Index INCLUDE vs. Bitmap Index Scan

From: Markus Winand <markus(dot)winand(at)winand(dot)at>
To: PostgreSQL Hackers <pgsql-hackers(at)postgresql(dot)org>
Subject: Index INCLUDE vs. Bitmap Index Scan
Date: 2019-02-26 20:07:01
Message-ID: 7DF52167-4379-4A1E-A957-90D774EBDF21@winand.at
Views: Raw Message | Whole Thread | Download mbox | Resend email
Thread:
Lists: pgsql-hackers

Hi!

I think Bitmap Index Scan should take advantage of B-tree INCLUDE columns, which it doesn’t at the moment (tested on master as of yesterday).

Consider this (find the setup at the bottom of this mail).

CREATE INDEX idx ON tbl (a, b) INCLUDE (c);

EXPLAIN (analyze, buffers)
SELECT *
FROM tbl
WHERE a = 1
AND c = 1;

The following plan could be produced:

QUERY PLAN
------------------------------------------------------------------------------------------------------------
Bitmap Heap Scan on tbl (cost=4.14..8.16 rows=1 width=7616) (actual time=0.027..0.029 rows=1 loops=1)
Recheck Cond: (a = 1)
Filter: (c = 1)
Rows Removed by Filter: 7
Heap Blocks: exact=2
Buffers: shared hit=2 read=1
-> Bitmap Index Scan on idx (cost=0.00..4.14 rows=1 width=0) (actual time=0.018..0.018 rows=8 loops=1)
Index Cond: (a = 1)
Buffers: shared read=1
Planning Time: 0.615 ms
Execution Time: 0.060 ms

The Bitmap Index Scan does not filter on column C, which is INCLUDEd in the index leaf nodes.

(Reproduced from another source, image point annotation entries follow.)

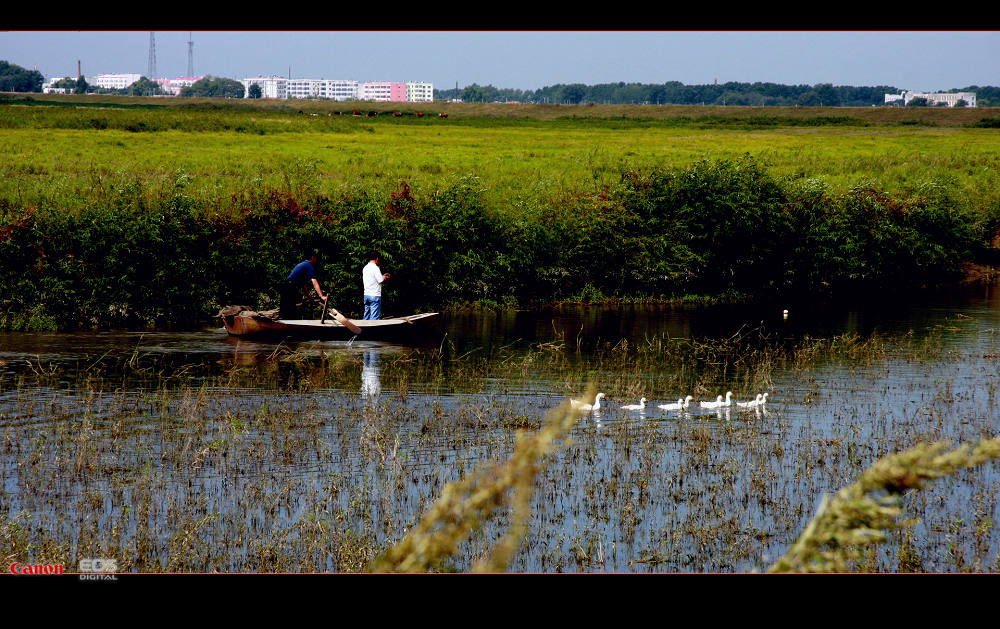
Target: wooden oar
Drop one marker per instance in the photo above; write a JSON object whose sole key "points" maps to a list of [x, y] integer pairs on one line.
{"points": [[341, 319]]}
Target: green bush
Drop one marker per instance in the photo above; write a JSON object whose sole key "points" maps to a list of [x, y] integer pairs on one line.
{"points": [[141, 255]]}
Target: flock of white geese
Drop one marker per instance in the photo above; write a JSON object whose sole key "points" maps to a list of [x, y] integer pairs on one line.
{"points": [[682, 404]]}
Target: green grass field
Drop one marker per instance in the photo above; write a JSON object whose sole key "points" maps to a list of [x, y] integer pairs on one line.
{"points": [[140, 211], [51, 155]]}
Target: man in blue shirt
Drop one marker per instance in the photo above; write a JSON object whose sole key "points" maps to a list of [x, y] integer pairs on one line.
{"points": [[301, 276]]}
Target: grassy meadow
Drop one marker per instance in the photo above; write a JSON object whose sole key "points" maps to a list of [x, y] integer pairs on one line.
{"points": [[493, 204], [60, 153]]}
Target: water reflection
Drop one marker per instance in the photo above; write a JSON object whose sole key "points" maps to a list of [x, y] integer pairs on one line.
{"points": [[371, 387]]}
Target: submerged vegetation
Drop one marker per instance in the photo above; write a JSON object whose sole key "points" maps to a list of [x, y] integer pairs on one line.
{"points": [[131, 254], [279, 461]]}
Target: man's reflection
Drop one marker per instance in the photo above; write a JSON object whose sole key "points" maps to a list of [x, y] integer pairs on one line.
{"points": [[371, 388]]}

Instead, the Bitmap Heap Scan fetches unnecessary blocks and then applies the filter.

I would expect a similar execution as with this index:

DROP INDEX idx;
CREATE INDEX idx ON tbl (a, b, c);

QUERY PLAN
------------------------------------------------------------------------------------------------------------
Bitmap Heap Scan on tbl (cost=4.14..8.16 rows=1 width=7616) (actual time=0.021..0.021 rows=1 loops=1)
Recheck Cond: ((a = 1) AND (c = 1))
Heap Blocks: exact=1
Buffers: shared hit=1 read=1
-> Bitmap Index Scan on idx (cost=0.00..4.14 rows=1 width=0) (actual time=0.018..0.018 rows=1 loops=1)
Index Cond: ((a = 1) AND (c = 1))
Buffers: shared read=1
Planning Time: 0.123 ms
Execution Time: 0.037 ms

(As a side node: I also dislike it how Bitmap Index Scan mixes search conditions and filters in “Index Cond”)

Due to the not-filtered column B in the index, the use of column C is here pretty much the same as it is for the first index, which has C in INCLUDE.

Am I missing anything or is it just an oversight because INCLUDE was primarily done for Index Only Scan?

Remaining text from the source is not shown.